Abstract: Knowledge and belief are closed under conjunction if knowing(/believing) p and knowing(/believing) q entail knowing(/believing) the conjunction p and q. This closure principle is a popular idealization, especially in the tradition of epistemic and doxastic logic, and including in recent work by myself and Bernhard Salow ("Epistemology Normalized", Phil Review, 2023), where we try to understand the structure of knowledge and rational belief in terms of the comparative normality of possibilities compatible with one's evidence.
But even as an idealization, closure faces a serious challenge to do with probability. Here it is in a nutshell. Plausibly, for some notion probability, (i) we know(/rationally believe) some propositions whose probability is less than 1, (ii) if we know(/rationally believe) any propositions whose probability is less than 1, then the conjunction of all such propositions does not have high probability, (iii) we can only know(/rationally believe) propositions that have high probability. These three plausible claims are inconsistent with closure.

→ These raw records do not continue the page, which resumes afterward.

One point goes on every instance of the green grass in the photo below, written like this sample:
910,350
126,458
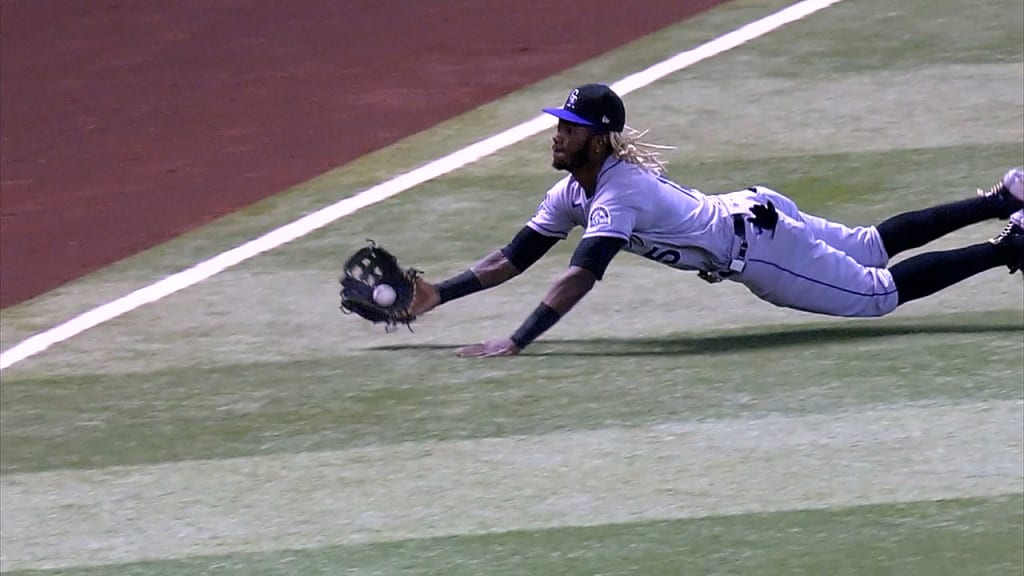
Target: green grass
970,536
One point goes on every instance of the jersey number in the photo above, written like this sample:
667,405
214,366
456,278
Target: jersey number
666,256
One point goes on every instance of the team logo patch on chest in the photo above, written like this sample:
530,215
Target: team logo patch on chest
599,217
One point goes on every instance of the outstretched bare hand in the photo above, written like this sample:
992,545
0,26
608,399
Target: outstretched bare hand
489,348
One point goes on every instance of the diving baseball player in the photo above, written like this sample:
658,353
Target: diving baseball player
758,237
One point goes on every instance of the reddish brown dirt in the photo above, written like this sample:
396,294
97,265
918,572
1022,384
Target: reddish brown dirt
126,123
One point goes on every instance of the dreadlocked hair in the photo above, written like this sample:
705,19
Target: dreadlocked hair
628,146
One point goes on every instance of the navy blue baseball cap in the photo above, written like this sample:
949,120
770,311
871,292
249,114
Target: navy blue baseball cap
595,106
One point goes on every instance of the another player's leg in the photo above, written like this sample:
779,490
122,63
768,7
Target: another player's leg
912,230
788,266
927,274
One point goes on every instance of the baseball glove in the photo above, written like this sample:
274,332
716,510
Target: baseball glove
366,270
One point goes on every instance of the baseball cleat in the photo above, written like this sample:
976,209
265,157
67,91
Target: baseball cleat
1013,238
1011,186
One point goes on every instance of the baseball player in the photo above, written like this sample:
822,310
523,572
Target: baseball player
758,237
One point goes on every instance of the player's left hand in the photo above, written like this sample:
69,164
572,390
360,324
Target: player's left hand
489,348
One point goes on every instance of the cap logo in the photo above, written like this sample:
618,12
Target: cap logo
570,101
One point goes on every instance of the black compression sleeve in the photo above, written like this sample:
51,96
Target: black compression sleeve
595,253
527,247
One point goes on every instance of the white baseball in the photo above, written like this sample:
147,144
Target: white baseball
384,295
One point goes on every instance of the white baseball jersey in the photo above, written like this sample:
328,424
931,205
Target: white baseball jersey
806,263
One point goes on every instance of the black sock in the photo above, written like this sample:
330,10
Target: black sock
912,230
927,274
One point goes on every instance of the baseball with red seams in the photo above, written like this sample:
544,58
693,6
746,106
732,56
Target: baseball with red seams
384,295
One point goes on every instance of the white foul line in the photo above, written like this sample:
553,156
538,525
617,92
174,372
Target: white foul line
383,191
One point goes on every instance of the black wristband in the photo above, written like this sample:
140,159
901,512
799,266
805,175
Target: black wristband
459,286
544,317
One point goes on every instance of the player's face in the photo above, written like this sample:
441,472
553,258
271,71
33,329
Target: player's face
570,147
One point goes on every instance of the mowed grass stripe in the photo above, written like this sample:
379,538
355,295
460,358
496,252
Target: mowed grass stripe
976,536
419,490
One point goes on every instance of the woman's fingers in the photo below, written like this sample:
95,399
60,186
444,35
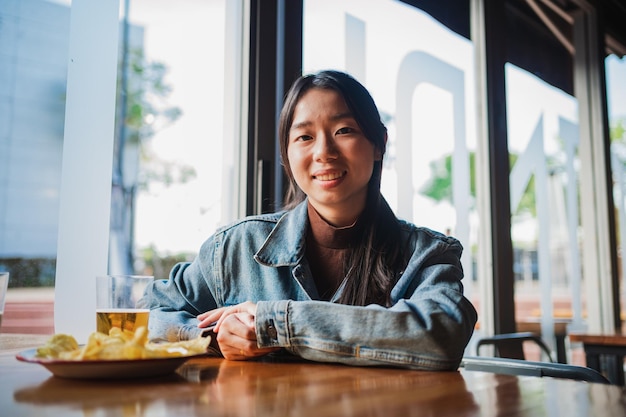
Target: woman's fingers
237,337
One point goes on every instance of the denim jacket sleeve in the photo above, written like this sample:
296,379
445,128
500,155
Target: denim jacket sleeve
427,327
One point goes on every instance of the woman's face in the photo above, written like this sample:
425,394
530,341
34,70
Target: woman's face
330,158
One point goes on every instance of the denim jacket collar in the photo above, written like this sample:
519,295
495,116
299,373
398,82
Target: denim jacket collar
285,244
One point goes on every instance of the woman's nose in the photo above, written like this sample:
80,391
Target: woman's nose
325,147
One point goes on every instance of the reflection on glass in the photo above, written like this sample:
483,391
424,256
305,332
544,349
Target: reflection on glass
543,150
616,97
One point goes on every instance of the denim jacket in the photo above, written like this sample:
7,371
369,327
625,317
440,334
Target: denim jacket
427,326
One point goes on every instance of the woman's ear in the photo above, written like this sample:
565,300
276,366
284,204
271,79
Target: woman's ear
378,153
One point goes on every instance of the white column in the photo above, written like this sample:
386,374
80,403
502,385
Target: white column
85,200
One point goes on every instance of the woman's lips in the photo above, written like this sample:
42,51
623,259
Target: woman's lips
329,176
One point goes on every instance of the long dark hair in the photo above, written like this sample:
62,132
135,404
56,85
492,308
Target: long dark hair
377,259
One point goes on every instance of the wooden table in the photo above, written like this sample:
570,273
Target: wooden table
604,353
216,387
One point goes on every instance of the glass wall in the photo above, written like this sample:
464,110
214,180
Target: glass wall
543,149
34,37
168,199
425,91
616,98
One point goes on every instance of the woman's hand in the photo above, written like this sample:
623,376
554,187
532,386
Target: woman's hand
235,330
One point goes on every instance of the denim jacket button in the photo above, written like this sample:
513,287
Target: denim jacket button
271,332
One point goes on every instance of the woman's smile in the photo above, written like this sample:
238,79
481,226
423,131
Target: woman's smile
330,158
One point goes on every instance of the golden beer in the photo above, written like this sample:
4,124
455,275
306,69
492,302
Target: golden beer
124,319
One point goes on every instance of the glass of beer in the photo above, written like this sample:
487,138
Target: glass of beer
116,302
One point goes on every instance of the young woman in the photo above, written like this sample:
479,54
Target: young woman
336,277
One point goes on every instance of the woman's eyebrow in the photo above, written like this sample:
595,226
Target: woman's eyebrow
338,116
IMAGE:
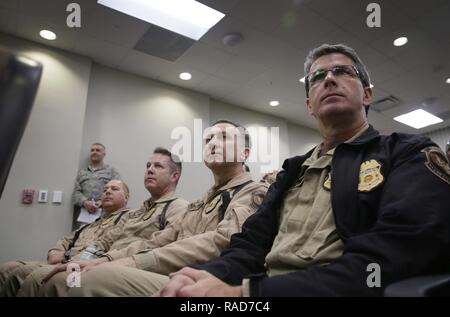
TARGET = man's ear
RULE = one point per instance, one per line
(246, 153)
(367, 98)
(175, 175)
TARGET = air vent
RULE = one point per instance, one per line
(385, 104)
(163, 43)
(444, 115)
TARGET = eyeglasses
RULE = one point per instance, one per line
(319, 75)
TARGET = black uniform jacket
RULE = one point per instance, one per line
(402, 225)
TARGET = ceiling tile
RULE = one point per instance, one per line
(304, 30)
(391, 19)
(338, 12)
(100, 51)
(205, 58)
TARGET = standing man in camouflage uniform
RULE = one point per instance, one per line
(114, 200)
(202, 233)
(90, 182)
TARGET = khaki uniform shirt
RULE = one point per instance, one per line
(90, 182)
(91, 233)
(139, 225)
(307, 234)
(200, 234)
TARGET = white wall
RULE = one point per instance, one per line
(440, 137)
(302, 139)
(78, 104)
(47, 157)
(131, 116)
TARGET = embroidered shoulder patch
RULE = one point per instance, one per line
(196, 205)
(437, 163)
(327, 182)
(370, 176)
(213, 204)
(257, 198)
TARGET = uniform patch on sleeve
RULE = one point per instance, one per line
(196, 205)
(257, 198)
(437, 163)
(213, 204)
(327, 182)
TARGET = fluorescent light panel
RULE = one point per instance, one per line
(187, 17)
(418, 119)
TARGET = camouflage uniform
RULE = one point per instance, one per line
(89, 185)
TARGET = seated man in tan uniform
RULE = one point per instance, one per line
(161, 178)
(201, 234)
(114, 200)
(356, 213)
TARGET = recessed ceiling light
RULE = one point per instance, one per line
(187, 17)
(274, 103)
(185, 76)
(418, 119)
(401, 41)
(48, 35)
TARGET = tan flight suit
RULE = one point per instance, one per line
(14, 273)
(307, 233)
(133, 228)
(200, 235)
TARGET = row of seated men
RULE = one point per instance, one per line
(356, 202)
(165, 234)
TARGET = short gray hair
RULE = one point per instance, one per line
(326, 49)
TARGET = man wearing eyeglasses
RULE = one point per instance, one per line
(356, 213)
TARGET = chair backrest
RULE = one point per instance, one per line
(19, 81)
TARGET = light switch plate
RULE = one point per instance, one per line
(57, 197)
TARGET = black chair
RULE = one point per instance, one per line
(19, 81)
(422, 286)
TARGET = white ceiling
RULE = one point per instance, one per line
(267, 64)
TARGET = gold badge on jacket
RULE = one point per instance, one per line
(437, 163)
(370, 176)
(213, 203)
(106, 221)
(327, 182)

In our earlier work Salow and I have defended (i) and developed two alternative strategies for maintaining closure: multi-dimensionalism, which rejects (iii), and probabilism, which rejects (ii). After explaining these strategies, I will show how their respective ideas can be combined to offer a new probability spheres account of knowledge and rational belief that rejects closure in order to uphold (i), (ii) and (iii). I will then argue that this new account is preferable to the popular Lockean account of rational belief, since Lockeanism makes closure fail more egregiously and makes rational belief come apart from potential knowledge. I will conclude by suggesting that the failures of closure that remain on the probability spheres approach are not obviously problematic, since the most prominent considerations in favor of closure can be explained away by appeal to general facts about vagueness.